Higher-Dimensional Expansion of Random Geometric Complexes

          @misc{ scivideos_22707,
            doi = {},
            url = {https://old.simons.berkeley.edu/talks/testing-thresholds-high-dimensional-random-geometric-graphs},
            author = {},
            keywords = {},
            language = {en},
            title = {Higher-Dimensional Expansion of Random Geometric Complexes},
            publisher = {The Simons Institute for the Theory of Computing},
            year = {2022},
            month = {oct},
            note = {22707 see, \url{https://scivideos.org/simons-institute/22707}}
          }
          

Abstract

A graph is said to be a (1-dimensional) expander if the second eigenvalue of its adjacency matrix is bounded away from 1, or almost-equivalently, if it has no sparse vertex cuts.
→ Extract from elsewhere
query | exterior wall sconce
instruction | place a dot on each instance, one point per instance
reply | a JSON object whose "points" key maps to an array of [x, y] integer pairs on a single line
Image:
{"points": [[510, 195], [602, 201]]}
There are several natural ways to generalize the notion of expansion to hypergraphs/simplicial complexes, but one such way is 2-dimensional spectral expansion, in which the expansion of vertex neighborhoods (remarkably) witnesses global expansion. While 1-dimensional expansion is known to be achieved by, e.g., random regular graphs, very few constructions of sparse 2-dimensional expanders are known, and at present all are algebraic. It is an open question whether sparse 2-dimensional expanders are "abundant" and "natural" or "rare." In this talk, we'll give some evidence towards abundance: we show that the set of triangles in a random geometric graph on a high-dimensional sphere yields an expanding simplicial complex of arbitrarily small polynomial degree.